Florence Farmborough

Florence Farmborough (Aylesbury, Buckinghamshire, 15 April 1887 – 18 August 1978, Marple, Greater Manchester) was an authoress, a photographer, a teacher and university lecturer, and a nurse.

Contents

Early biography

Florence Farmborough, who was the fourth of six children,[1] was born and grew up in Buckinghamshire.[2] She originally went to live in Russia in 1908, and worked as a governess for a family in Kiev. Two years later she moved to Moscow, where she was employed as English tutor to the two daughters of Pavel Sergeyvich Usov, a distinguished heart surgeon.[3] On the outbreak of the Great War in 1914, she qualified and worked as a Red Cross nurse with the Imperial Russian army, and saw service at both the Galician and the Romanian Fronts. During her time as a nurse she kept a diary and habitually took a large plate camera around with her. She would develop and print her plates while encamped with the forces. Extracts from the diaries were eventually used as the source material for her book, Nurse at the Russian Front, published in 1974. She also worked as a reporter for The Times and for BBC Radio. Following the October Revolution and the disbandment of her Red Cross unit, she returned to England in 1918, travelling via Siberia, Vladivostok and the USA, and crossing the Pacific on the same ship as Maria Bochkareva.[4] During and after this journey she wrote a number of articles for The Times, which were based on what she had witnessed and experienced in Russia in the aftermath of the Bolshevik coup.[5]

Later biography

After returning to Britain, Miss Farmborough was elected a Fellow of the Royal Geographical Society.[6] In 1926 she was appointed as a university lecturer in English in Valencia, Spain. During the Spanish Civil War she allied with the Nationalists and worked as a newsreader on Spanish National Radio, broadcasting daily news bulletins in English. She later returned to England and worked for the Women's Voluntary Service during the Battle of Britain, becoming particularly involved in the rehabilitation of Spanish-speaking Gibraltarians. Later she spent four years as a government censor in Jamaica, checking correspondence to and from South America. She made a return visit to Russia in 1962, and visited the Holy Land in 1966.[7] In 1974, the year in which her First World War diaries were published, she was the subject of a programme English Nurse With The Tsar's Army in the BBC Television documentary series Yesterday's Witness. She was also awarded Honorary Life Membership of the British Red Cross. By this time she was living in a retirement home in Cheshire, although the final part of her life was spent at the home of her nephew.[8]

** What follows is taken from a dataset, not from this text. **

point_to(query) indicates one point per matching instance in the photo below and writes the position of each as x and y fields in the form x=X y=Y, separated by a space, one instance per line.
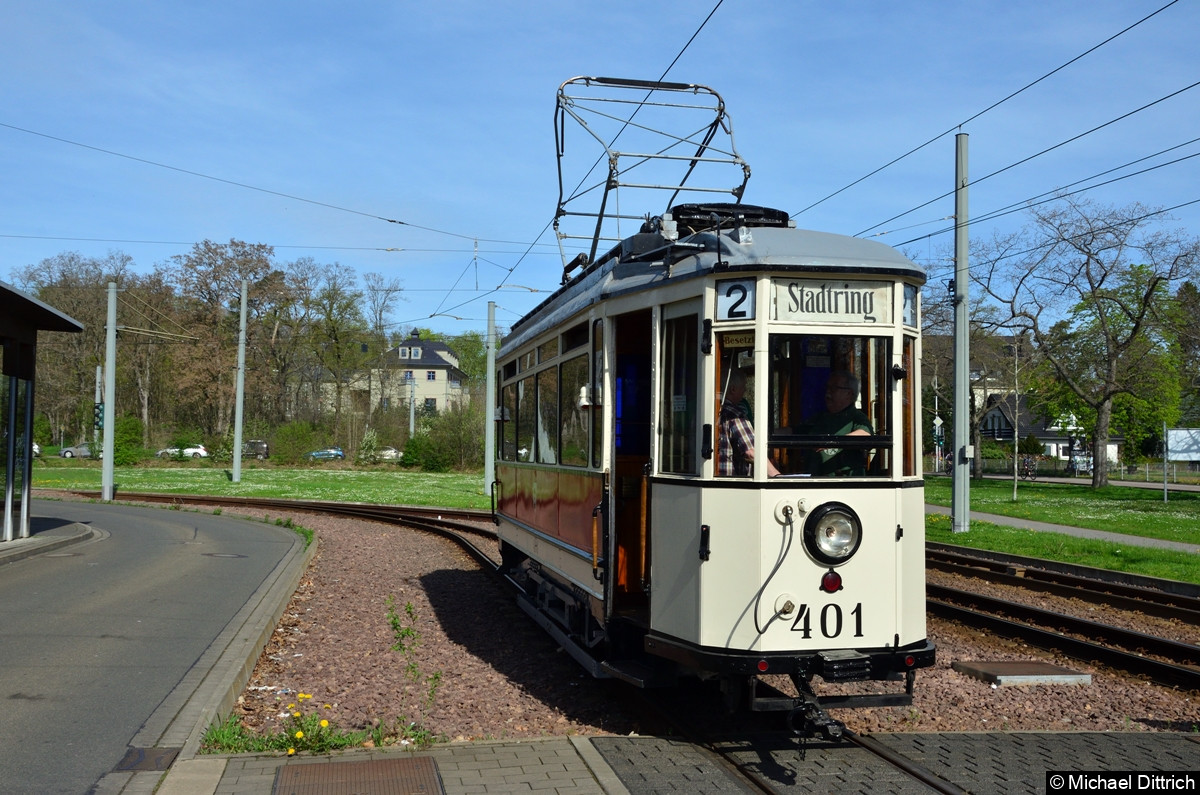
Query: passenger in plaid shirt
x=735 y=438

The idea of publishing a book based on her 1914–18 diaries and photographs, which had been carefully preserved by her sister Margaret,[9] came as a result of an exhibition she gave of her Russian memorabilia[10] at Heswall in April 1971. She declined the services of a ghost writer and, working daily from morning until night over a period of thirteen months, she prepared her manuscript entirely by herself, producing over 400,000 words. By her own admission, that was "much too much", and in the event her publisher cut "almost half of it".[7]

Florence Farmborough died in 1978, aged 91. She never married.

Bibliography

References

  1. ^ Preface, With the Armies of the Tsar.
  2. ^ With the Armies of the Tsar, p. 23.
  3. ^ With the Armies of the Tsar,, p. 19.
  4. ^ With the Armies of the Tsar, p. 408.
  5. ^ See, for example, "Moscow as it is," in The Times, Saturday 13 July 1918, p. 5; "Through Siberia," in The Times, Monday 29 July 1918, p. 5; "Vladivostok: Three weeks in a coal-siding," in The Times, Wednesday 11 September 1918, p. 7.
  6. ^ With the Armies of the Tsar, rear flap of dustjacket.
  7. ^ a b "Florence Farmborough: Diary of a Woman at War," in The Times, Monday 19 August 1974, p. 6.
  8. ^ Obituary: Miss Florence Farmborough. In The Times, Monday 21 August 1978, p. 12.
  9. ^ With the Armies of the Tsar, dedication page.
  10. ^ "A remarkable view of front-line service in imperial Russia." In The Times,, Thursday 15 April 1971, p. 4.